E per quanto riguarda l’Italia? Ci sono state o sono in essere progetti o collaborazioni?

Negli ultimi anni ci sono stati importanti progetti di formazione, come BIO 84 (Training of Technical experts in organic agriculture, in support of rural development and of food emergency in the Balkan area), promosso dall’Istituto Agronomico Mediterraneo di Bari e rivolto alla formazione di esperti locali. Oltre alla formazione vanno poi menzionate le relazioni commerciali. Ci sono prodotti biologici italiani sul mercato serbo e allo stesso tempo prodotti serbi (cereali su tutti) che vengono esportati in Italia.

Dai produttori ai consumatori. Hai detto che manca la consapevolezza dei benefici che può offrire il biologico. Ma la domanda interna di prodotti bio cresce o non esiste proprio?

In qualche modo si sta consolidando, anche se lentamente e senza un trend prevedibile. È anche vero che con lo sviluppo della Serbia come destinazione turistica sta crescendo una domanda di prodotti bio da parte di turisti stranieri e di conseguenza sta lentamente aumentando anche l’importazione di alcuni prodotti proprio per soddisfare tali richieste. Questo probabilmente avrà un impatto anche sui consumatori locali, che per ora mantengono comunque un atteggiamento piuttosto scettico.
 
Per concludere: barriere e opportunità…

Credo che tra i vincoli principali vada inclusa la mancanza di adeguate campagne informative con il risultato di consumatori ancora poco aperti verso il biologico e quindi con una domanda che come detto cresce lentamente. Un discorso simile si può fare per i produttori: poca informazione sulle tecnologie e sui requisiti legali. Oltre a questi aspetti va registrata la mancanza di canali di commercializzazione dedicati e la difficoltà del governo nel passare dai piani strategici alle azioni concrete. In realtà il quadro legislativo è ancora lontano dall’essere definito pienamente, soprattutto per quanto riguarda i prodotti destinati all’esportazione verso i Paesi comunitari.

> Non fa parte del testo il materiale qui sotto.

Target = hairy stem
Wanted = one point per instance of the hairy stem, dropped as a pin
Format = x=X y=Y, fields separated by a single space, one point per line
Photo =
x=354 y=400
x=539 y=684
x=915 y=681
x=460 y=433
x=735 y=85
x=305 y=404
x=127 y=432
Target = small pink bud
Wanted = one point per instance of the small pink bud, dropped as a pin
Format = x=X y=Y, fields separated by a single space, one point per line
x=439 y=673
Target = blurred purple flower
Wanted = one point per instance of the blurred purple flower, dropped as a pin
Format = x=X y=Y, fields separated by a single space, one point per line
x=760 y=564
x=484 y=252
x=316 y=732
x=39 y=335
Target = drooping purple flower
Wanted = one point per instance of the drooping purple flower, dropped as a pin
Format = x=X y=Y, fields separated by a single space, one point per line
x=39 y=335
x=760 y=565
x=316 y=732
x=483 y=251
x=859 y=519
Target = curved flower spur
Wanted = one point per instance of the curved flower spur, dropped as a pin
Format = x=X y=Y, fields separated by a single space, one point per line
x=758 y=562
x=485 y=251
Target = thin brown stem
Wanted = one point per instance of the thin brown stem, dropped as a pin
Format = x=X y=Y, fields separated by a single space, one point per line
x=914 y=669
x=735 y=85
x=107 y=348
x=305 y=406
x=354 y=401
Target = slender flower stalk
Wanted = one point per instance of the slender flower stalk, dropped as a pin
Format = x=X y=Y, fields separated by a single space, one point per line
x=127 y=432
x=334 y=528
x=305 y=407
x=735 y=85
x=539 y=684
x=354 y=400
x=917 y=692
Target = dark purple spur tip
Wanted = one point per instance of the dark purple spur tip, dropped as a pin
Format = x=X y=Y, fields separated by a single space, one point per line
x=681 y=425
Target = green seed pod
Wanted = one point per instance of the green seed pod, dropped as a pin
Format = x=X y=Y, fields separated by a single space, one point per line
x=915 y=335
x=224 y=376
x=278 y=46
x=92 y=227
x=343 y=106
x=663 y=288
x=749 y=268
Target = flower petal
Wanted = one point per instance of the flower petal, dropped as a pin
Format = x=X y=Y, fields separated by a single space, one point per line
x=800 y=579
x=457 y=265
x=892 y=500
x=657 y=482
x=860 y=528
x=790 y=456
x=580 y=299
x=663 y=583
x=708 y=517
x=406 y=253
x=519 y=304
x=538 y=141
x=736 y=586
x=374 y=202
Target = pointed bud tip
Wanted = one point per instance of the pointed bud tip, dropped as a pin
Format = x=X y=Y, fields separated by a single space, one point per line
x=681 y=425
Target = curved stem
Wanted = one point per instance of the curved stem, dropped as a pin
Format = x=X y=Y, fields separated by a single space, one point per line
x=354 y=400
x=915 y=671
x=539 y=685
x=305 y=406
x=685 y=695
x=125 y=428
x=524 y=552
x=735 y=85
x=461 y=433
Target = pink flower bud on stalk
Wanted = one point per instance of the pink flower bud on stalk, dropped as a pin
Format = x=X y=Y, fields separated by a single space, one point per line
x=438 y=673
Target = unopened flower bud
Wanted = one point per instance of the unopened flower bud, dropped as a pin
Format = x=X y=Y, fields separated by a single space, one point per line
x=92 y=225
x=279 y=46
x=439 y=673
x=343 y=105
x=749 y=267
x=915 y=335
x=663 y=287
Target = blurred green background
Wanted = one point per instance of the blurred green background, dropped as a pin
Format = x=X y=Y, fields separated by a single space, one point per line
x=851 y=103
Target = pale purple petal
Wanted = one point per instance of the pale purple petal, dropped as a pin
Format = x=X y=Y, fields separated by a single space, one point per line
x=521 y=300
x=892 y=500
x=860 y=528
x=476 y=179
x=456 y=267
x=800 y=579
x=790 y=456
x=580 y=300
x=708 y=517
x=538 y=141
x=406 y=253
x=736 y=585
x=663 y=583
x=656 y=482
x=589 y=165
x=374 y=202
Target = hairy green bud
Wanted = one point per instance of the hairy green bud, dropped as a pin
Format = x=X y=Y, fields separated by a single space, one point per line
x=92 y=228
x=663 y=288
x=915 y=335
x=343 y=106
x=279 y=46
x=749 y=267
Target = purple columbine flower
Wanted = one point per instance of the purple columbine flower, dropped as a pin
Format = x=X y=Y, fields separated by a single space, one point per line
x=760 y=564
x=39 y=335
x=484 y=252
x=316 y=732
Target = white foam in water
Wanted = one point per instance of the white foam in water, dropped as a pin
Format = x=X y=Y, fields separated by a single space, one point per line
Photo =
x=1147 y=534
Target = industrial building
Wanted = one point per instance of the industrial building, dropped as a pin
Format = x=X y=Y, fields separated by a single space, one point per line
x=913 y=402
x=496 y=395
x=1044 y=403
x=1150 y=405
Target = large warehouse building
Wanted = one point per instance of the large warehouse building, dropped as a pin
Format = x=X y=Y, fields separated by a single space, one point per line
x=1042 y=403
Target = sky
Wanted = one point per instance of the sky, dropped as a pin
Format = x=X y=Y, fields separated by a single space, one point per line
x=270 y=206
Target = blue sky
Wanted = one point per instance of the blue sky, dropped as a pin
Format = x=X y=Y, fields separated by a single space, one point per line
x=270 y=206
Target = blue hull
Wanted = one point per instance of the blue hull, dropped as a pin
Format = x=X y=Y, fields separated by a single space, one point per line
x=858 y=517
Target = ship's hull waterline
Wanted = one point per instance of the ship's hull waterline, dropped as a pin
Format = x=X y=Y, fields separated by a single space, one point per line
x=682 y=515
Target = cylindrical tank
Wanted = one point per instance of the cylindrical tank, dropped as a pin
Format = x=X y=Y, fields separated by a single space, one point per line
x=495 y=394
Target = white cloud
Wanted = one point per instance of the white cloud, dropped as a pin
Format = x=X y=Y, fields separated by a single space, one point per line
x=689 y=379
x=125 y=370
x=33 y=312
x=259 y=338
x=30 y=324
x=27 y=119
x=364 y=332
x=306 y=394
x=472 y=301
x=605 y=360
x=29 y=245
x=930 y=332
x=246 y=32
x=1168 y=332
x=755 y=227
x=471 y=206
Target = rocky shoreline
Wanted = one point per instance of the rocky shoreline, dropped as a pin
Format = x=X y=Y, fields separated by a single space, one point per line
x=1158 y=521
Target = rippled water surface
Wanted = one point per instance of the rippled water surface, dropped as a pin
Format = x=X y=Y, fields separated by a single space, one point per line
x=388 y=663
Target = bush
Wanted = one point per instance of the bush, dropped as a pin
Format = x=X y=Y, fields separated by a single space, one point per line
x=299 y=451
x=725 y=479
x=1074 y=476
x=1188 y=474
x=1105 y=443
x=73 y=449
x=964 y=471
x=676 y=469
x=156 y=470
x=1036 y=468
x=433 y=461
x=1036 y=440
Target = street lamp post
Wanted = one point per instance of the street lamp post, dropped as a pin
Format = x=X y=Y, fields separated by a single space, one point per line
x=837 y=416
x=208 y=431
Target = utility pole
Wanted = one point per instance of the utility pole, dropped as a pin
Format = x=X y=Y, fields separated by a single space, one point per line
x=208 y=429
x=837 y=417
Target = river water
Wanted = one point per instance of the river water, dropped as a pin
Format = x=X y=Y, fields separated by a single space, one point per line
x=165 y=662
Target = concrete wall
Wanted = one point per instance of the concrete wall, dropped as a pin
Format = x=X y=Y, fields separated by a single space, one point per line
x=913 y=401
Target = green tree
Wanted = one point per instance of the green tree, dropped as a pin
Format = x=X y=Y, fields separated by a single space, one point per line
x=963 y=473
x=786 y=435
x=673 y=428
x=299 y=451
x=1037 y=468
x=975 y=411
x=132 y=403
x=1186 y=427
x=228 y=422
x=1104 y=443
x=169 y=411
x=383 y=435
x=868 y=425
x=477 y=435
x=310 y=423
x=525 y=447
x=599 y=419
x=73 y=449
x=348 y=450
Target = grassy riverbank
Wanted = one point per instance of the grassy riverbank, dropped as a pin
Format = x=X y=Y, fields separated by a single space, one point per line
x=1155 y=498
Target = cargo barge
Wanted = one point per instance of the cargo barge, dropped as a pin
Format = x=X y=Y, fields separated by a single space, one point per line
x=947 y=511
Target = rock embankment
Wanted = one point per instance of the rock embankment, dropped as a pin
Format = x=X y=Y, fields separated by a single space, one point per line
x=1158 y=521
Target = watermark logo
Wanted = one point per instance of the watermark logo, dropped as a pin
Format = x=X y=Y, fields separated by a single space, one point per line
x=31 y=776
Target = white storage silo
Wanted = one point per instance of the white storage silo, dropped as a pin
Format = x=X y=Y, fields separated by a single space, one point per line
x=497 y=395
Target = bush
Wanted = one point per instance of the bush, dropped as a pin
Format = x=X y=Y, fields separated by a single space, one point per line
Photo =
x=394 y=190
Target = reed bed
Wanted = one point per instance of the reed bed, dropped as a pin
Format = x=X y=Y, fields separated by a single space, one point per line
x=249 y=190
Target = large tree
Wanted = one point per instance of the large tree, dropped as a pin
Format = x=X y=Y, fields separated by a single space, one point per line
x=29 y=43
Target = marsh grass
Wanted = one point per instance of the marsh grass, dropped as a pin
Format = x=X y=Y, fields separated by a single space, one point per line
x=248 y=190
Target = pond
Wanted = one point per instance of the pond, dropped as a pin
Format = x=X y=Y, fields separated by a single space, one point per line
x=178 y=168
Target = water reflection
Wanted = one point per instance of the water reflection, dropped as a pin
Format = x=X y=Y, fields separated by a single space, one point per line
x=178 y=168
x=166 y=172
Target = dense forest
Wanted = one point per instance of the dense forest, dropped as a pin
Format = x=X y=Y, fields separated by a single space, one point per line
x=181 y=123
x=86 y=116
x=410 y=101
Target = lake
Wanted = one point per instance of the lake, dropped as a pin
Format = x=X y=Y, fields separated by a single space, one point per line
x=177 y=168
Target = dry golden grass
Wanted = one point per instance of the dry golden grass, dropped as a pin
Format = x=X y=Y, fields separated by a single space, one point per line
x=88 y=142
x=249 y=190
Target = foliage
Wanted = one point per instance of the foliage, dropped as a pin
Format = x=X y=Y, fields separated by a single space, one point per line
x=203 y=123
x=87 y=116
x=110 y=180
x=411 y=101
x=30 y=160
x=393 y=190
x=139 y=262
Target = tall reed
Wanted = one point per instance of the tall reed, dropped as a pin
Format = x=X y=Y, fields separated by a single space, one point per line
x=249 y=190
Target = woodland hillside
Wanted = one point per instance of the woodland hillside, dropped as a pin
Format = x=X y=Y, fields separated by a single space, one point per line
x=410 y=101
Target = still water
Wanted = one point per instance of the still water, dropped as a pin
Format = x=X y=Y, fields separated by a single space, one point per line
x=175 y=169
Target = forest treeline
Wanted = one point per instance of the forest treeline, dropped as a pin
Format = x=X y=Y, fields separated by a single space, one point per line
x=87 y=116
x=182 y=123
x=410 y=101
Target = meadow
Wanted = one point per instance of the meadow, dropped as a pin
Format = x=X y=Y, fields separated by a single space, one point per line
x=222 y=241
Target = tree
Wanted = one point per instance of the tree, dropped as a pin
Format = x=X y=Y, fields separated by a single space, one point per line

Inoltre sul mercato mancano alcuni degli strumenti tecnici utilizzati nel biologico: i fertilizzanti ammissibili, i prodotti per la difesa delle piante. Infine, ma questo è un problema che riguarda il settore agricolo nel suo complesso, manca l’associazionismo che potrebbe costituire un vero motore per lo sviluppo del bio. Associazioni, unioni e cooperative potrebbero rappresentare strumenti importanti per la diffusione delle informazioni, per l’acquisto dei mezzi tecnici, per l’individuazione di strategie di marketing appropriate, per la creazione di gruppi di certificazione.